Additional Considerations

Transportable tablespace has limitations and restrictions in regard to character sets, opaque types, and system tablespace objects. Unlike previous solutions, the steps are not automated.

Perform a platform migration using transportable tablespaces if all of the following are true:

  • The source and target platforms have different endian formats.

  • The time required to perform a full Data Pump Export and Import does not fit in the maintenance window.

See Also:

The best practices white paper titled: ÒOracle Database 10g Release 2 Best Practices: Platform Migration using Transportable TablespacesÓ available at http://www.oracle.com/technology/deploy/availability/htdocs/maa.htm

2.2.3 Online Reorganization and Redefinition

One way to enhance availability and manageability is to allow customary user access to the database during a data reorganization operation. The Online Reorganization and Redefinition feature in Oracle Database offers administrators significant flexibility to modify the physical attributes of a table and transform both data and table structure while allowing customary user access to the database. This capability improves data availability, query performance, response time, and disk space utilization. All of these are important in a mission-critical environment and make the application upgrade process easier, safer, and faster.

This online architecture provides the following benefits:

  • Tables can be reorganized and redefined online

    • Any physical attribute of the table can be changed online. The table can be moved to a new location, partitioned, and converted from one organization (such as heap-organized) to another (such as index-organized).

    • Many logical attributes can also be changed. Column names, types, and sizes can be changed. Columns can be added, deleted, or merged. One restriction is that the primary key of the table cannot be modified.

  • All index operation can be performed online

    • Indexes can be created online and analyzed simultaneously. Online repair of the physical guess component of logical rowids (used in secondary indexes and in the mapping table for index-organized tables) can also be used.

    • An index-organized table and secondary indexes can be reorganized online to eliminate the reorganization maintenance window. Secondary indexes support efficient use of block hints (physical guesses).
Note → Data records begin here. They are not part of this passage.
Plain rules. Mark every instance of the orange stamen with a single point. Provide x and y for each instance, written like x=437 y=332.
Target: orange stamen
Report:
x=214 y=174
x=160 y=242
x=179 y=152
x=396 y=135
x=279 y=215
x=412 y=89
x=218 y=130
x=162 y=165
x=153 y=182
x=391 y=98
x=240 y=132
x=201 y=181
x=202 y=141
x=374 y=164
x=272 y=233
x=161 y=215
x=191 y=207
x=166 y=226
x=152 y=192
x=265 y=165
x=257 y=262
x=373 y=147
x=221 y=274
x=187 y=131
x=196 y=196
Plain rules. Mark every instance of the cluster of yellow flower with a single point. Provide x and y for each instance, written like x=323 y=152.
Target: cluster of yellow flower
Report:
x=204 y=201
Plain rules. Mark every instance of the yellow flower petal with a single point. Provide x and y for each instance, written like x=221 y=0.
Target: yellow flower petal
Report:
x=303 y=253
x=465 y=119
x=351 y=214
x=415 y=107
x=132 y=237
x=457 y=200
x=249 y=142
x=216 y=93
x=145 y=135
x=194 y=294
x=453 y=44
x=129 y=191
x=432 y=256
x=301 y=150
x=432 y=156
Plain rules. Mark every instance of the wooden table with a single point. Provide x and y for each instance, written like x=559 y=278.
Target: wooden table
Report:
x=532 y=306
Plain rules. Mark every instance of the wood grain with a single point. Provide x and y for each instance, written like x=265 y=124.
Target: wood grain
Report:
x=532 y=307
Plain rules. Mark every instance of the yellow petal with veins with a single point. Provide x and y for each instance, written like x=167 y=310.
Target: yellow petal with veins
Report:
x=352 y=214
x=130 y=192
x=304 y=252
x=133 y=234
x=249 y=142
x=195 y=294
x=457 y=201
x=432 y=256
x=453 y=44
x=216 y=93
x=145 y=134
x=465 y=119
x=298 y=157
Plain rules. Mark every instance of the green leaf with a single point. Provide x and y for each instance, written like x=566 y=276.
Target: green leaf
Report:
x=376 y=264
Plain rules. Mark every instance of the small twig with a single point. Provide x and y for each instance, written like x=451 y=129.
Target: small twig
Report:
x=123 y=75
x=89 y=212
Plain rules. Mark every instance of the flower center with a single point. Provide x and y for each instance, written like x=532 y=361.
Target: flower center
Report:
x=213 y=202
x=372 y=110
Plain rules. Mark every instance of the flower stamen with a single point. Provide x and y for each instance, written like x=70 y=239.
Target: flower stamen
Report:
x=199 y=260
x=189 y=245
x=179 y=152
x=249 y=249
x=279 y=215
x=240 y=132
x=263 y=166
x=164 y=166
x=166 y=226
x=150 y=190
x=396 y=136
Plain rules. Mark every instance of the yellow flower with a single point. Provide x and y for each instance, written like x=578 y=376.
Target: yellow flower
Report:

Invalid physical guesses of logical rowids stored in secondary indexes on index-organized table can also be repaired online.

    • An index-organized table or table partition can be reorganized without rebuilding its secondary indexes, resulting in a short reorganization maintenance window.

  • Online move of a partitioned table

  • Online reorganization support for advanced queues, clustered tables, materialized views, and abstract data types (objects)

  • Fast ADD COLUMN with default value (does not need to update all rows to default value)

  • Invisible Indexes speed application migration and testing:

    • Speeds up migration with explicit hints, then drops when finished

    • Prevents premature use of newly created indexes

    • Tests effects of DROP INDEX, making the index visible if needed, thus there is no need for an index rebuild

  • Online index build with no pause to DML (no exclusive DML locks are required)

  • No recompilation of dependent objects when online redefinition does not logically affect objects (for example, when columns are added to tables, or when procedures are added to packages)

  • Easier to execute table DDL operations online (there is an option to wait for active DML operations instead of aborting)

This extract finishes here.